Bem moçada, hoje é bem mais fácil colocar um brinco na orelha, deixar o cabelo comprido ou careca, vestir um coturno, uma calça rasgada ou assumir assim, digamos, uma atitude de afronta, rebeldia, protesto e dizer não, muitos não. 

Faz parte do stablishment, tá moda, virou produto de mercado. Nenhum pai ou mãe condena seu filho ou filha a ficar com alguém com as características citada acima. Ser diferente hoje é ser igual. 

Agora, ser diferente nos anos 70 e 80 era incomum, classificado, rotulado e marginalizado. E como foram bons os anos 80, a década perdida para o Brasil em termos econômico, foi uma década de efervescência na música, literatura, história em quadrinhos e na atitude com as coisas que estavam acontecendo no brasirô. 

Tudo isso sem essa mídia que se tem agora, sem internet, mas com muita comunicação e nós aqui no Paraná e em Foz do Iguaçu, estávamos na ponta dos cascos.

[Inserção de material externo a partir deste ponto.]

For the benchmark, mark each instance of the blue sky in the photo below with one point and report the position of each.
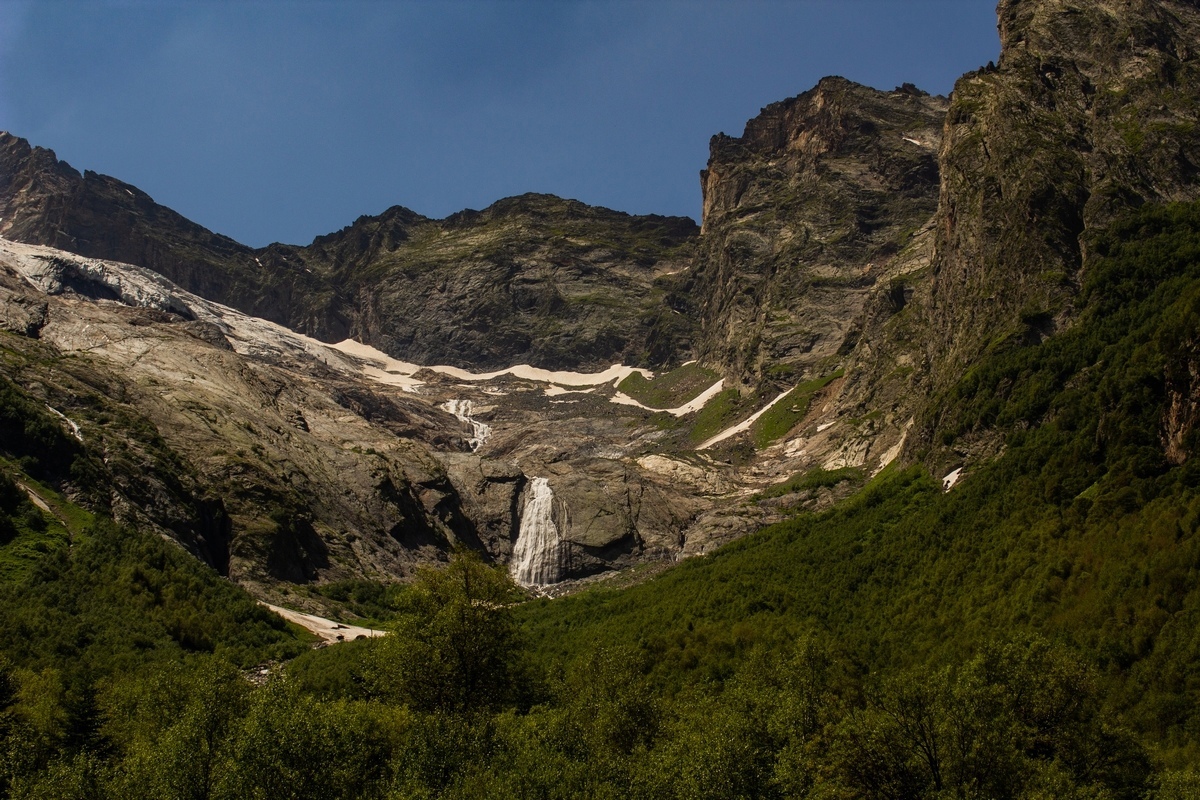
(281, 121)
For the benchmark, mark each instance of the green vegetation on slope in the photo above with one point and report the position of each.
(1031, 633)
(783, 416)
(672, 389)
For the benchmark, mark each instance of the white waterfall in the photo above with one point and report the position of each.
(538, 558)
(463, 410)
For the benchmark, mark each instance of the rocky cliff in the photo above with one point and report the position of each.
(1090, 113)
(801, 216)
(533, 278)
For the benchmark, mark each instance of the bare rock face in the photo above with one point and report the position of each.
(799, 215)
(22, 314)
(1091, 112)
(533, 278)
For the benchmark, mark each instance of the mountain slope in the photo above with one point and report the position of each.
(529, 280)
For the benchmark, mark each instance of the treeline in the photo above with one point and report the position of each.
(1032, 633)
(453, 705)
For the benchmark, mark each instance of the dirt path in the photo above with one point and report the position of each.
(328, 630)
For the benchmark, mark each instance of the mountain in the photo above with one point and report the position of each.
(528, 280)
(930, 361)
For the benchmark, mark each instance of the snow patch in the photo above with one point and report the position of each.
(694, 404)
(952, 479)
(75, 427)
(744, 425)
(463, 411)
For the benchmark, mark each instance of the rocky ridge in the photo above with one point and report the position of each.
(858, 250)
(533, 278)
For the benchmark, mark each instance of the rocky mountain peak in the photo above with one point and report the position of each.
(802, 214)
(835, 119)
(1123, 35)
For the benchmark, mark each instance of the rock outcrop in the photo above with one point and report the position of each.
(801, 215)
(533, 278)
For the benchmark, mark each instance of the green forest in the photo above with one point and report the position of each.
(1033, 632)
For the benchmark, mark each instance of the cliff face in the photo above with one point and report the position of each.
(801, 215)
(1091, 112)
(533, 278)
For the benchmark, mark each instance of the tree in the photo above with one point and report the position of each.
(455, 647)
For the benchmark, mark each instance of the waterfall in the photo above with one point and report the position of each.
(463, 410)
(539, 555)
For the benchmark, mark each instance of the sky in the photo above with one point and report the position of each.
(280, 121)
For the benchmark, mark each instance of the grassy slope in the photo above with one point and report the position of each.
(83, 594)
(672, 389)
(1081, 530)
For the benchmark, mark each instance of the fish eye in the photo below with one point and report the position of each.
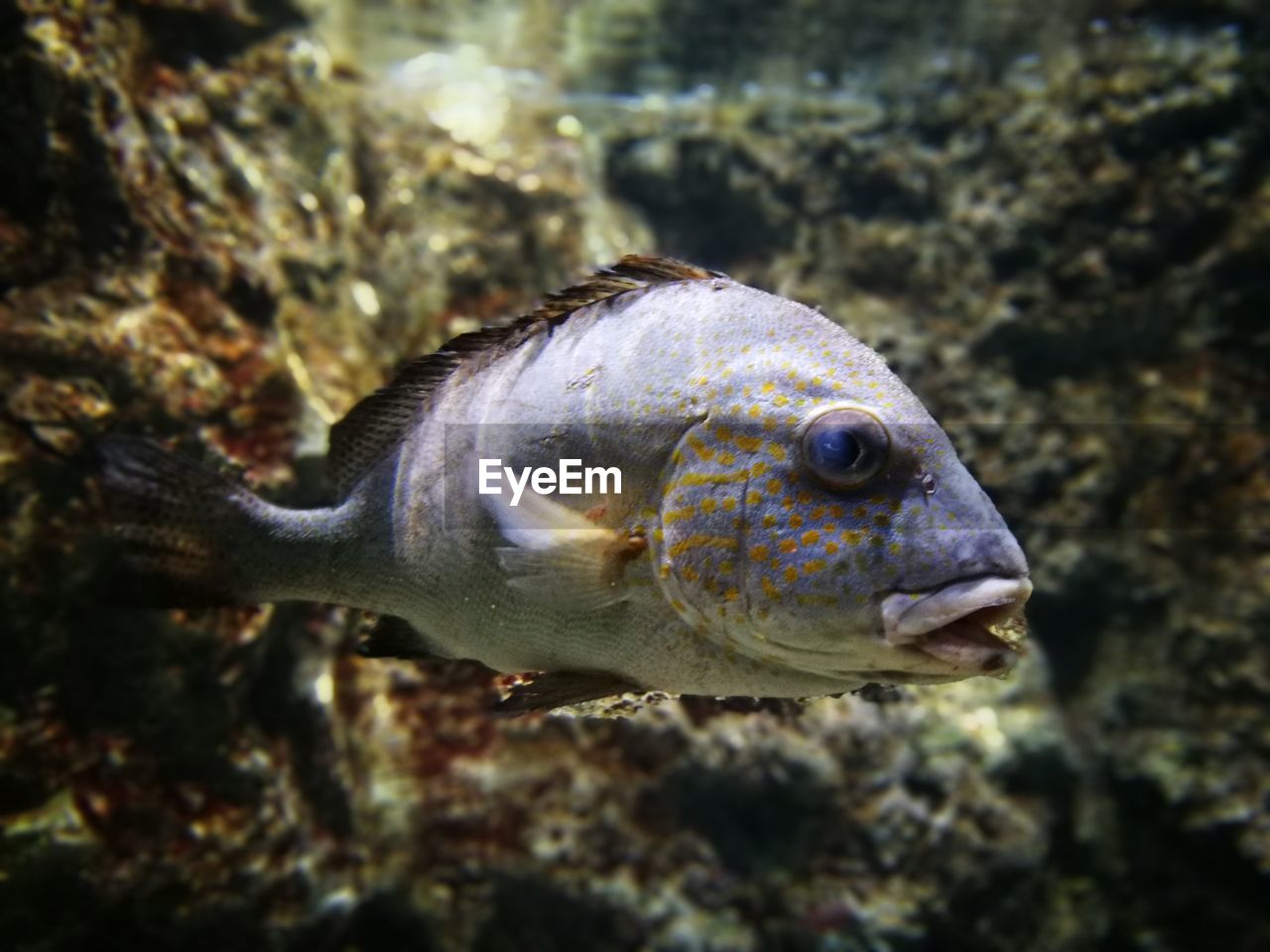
(844, 448)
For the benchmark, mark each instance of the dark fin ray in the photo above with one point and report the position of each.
(377, 424)
(553, 689)
(175, 522)
(394, 638)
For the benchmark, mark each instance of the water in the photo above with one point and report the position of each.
(222, 230)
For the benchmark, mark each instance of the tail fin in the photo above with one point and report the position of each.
(183, 529)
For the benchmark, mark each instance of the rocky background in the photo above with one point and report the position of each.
(221, 221)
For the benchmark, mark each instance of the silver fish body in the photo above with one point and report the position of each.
(792, 521)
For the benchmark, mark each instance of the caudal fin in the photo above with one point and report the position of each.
(182, 527)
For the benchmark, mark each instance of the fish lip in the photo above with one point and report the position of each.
(952, 622)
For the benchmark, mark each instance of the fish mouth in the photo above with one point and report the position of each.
(971, 626)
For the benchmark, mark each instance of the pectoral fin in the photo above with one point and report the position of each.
(562, 558)
(394, 638)
(561, 688)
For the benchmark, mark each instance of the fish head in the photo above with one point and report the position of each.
(825, 524)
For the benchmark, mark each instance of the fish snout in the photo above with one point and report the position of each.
(974, 626)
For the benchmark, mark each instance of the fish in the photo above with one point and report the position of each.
(659, 480)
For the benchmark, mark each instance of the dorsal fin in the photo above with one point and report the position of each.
(380, 420)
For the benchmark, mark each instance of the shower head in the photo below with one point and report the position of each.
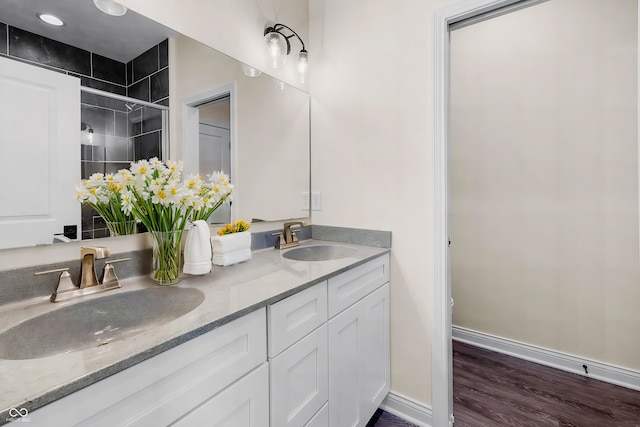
(86, 127)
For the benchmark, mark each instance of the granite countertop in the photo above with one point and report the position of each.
(230, 292)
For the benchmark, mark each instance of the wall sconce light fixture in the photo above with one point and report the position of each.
(278, 47)
(86, 127)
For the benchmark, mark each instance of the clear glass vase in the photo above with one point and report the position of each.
(166, 256)
(121, 228)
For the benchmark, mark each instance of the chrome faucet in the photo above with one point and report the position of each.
(288, 238)
(88, 279)
(88, 256)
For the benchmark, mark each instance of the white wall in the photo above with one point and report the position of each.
(544, 175)
(234, 27)
(371, 152)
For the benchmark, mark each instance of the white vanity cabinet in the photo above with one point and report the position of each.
(317, 358)
(329, 350)
(220, 376)
(358, 334)
(298, 358)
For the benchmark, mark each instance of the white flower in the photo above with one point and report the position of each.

É dessa época os Titãs, a Legião Urbana, que os punks chamavam de legião urbana da boa vontade, Replicantes, Ira, Camisa de Vênus, Plebe Rude, Capital Inicial (argh!), Ratos do Porão, Inocentes, Garotos Podres, Paralamas do Sucesso (paralhamas, como chamávamos), Olho Seco, Engenheiros do Hawai (blergh!). 

Ainda tinha um monte: Hanoi-Hanoi, Lobão e seus Ronaldos, Biquini Cavadão, Metrô (a gostosa Virginie), Blitz, Barão Vermelho, Ultraje a Rigor, Detrito Federal, Pupilas Dilatadas, os Mulheres Negras, as Mercenárias, Defalla, Garotos da Rua (pura bosta), Doutor Silvana, Sempre Livre, A Cor do Som, Kid Abelha (Q.I. de Abelha), Heróis da Resistência (ou da Insistência). Porra, era um montão que devo ter esquecido um monte. 

No Paraná teve muitos: Paz Armada (quem não cantou Ódio de Judeu), Beijo a Força, Heróis da Matinê, Excomungados, Bife Sujo & Cia, a velha Blindagem, Vorvoloka Play e Le Stop Bety – as duas últimas pura pose. Aqui de Foz, o Ronildo Pimentel – o Roni Metal – deve ter apontado mais um monte. 

Imprensa alternativa – Como surgiram essas bandas e um monte desapareceram foi no mesmo boom das histórias em quadrinhos, dos cineclubes, da literatura anarquista e da imprensa alternativa. 

Na época surgiram várias revistas de hq’s: Chiclete com Banana (do véio Angeli), Aninal (feio, forte e formal), Circo, Geraldão, Piratas do Tiête, Níquel Náusea e as estrangeiras Heavy Metal e algumas outras editadas pela L&PM. 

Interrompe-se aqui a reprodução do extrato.